Si prevede così che entro 30 giorni dalla notifica dei provvedimenti ispettivi e sanzionatori il trasgressore ovvero l’obbligato in solido possono proporre uno specifico ricorso davanti al Direttore dell’Ispettorato Territoriale del Lavoro.

La Lettera circolare INL n. 4/2016 precisa che il ricorso va proposto nel termine di trenta giorni dalla notifica dell’atto, chiarendo che, ai sensi del comma 1, lett. c), dell’art. 11 del D.Lgs. n. 149/2015, sussiste una interruzione dei termini di presentazione del ricorso a seguito di emanazione della diffida a regolarizzare in forza dell’art. 13, comma 5, del D.Lgs.n. 124/2004.

Soggetti legittimati alla proposizione del ricorso, in quanto interessati, sono, infatti, il trasgressore e l’obbligato in solido al pagamento delle sanzioni pecuniarie (ai sensi dell’art. 6 della legge n. 689/1981) che hanno avuto notificato il verbale di accertamento da un agente o ufficiale di Polizia giudiziaria non appartenente all’Ispettorato Nazionale del Lavoro. Gli stessi, peraltro, potranno agire personalmente oppure per il tramite del professionista del lavoro (art. 1 della legge n. 12/1979) che da essi riceva specifica delega in tal senso.

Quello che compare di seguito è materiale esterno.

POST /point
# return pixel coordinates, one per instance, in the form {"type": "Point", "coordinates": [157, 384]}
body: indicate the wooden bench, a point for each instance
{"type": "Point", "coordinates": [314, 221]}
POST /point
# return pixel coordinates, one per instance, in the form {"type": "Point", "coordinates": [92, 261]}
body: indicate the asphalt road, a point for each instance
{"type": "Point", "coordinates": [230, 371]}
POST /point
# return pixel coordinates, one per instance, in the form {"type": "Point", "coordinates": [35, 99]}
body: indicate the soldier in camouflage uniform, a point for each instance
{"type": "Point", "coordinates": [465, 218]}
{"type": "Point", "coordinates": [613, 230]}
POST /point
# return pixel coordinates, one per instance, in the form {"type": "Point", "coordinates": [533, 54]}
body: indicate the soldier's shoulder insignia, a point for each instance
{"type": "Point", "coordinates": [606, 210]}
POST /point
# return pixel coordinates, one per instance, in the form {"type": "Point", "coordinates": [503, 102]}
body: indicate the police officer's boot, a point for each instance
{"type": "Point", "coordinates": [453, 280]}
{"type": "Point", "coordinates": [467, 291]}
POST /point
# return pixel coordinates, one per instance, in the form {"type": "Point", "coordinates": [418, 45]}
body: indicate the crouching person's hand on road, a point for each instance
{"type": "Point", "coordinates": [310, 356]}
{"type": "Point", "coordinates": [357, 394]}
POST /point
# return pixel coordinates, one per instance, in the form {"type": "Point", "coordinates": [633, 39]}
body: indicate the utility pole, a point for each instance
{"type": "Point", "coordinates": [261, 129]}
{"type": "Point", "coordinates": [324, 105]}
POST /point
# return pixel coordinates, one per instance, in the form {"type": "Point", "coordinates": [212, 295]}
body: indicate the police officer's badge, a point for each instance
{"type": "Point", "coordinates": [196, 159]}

Il ricorso deve essere presentato alla sede territoriale competente dell’Ispettorato, vale a dire, come chiarito dalla Lettera circolare INL n. 4/2016, quella «nel cui ambito territoriale è stato adottato l’atto di accertamento da impugnare».

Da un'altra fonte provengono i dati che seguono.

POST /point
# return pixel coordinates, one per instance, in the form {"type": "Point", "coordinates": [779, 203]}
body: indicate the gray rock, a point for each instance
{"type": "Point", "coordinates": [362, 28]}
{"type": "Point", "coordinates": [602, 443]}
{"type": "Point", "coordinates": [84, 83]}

Il ricorso è presentato in carta libera, senza assoggettamento all’imposta di bollo, come già chiarito con riferimento ai previgenti ricorsi amministrativi dal Ministero del Lavoro con Nota del 23 settembre 2004, n. 1018. Come specificamente indicato nella Lettera circolare INL n. 4/2016, al ricorso va allegato l’atto impugnato anche per consentire l’esatta individuazione dell’Autorità amministrativa che lo ha effettivamente adottato, alla quale l’ITL dovrà richiedere l’ulteriore documentazione necessaria o comunque utile per l’istruttoria della decisione.

Riguardo alla modalità operativa di trasmissione l’art. 2, comma 2, D.P.R. n. 1199/1971 prevede che il ricorso amministrativo può essere inoltrato “direttamente”, quindi a manopresso la sede dell’ufficio, oppure “mediante lettera raccomandata con avviso di ricevimento”, valendo in tal caso la data di spedizione come data di presentazione, si ritiene, peraltro, che le disposizioni in materia di informatizzazione della Pubblica Amministrazione consentano di affermare, senza dubbio alcuno, che la trasmissione a mezzo posta elettronica certificata (a mezzo PEC agli indirizzi e-mail istituzionali) va considerata “equivalente alla presentazione personale”.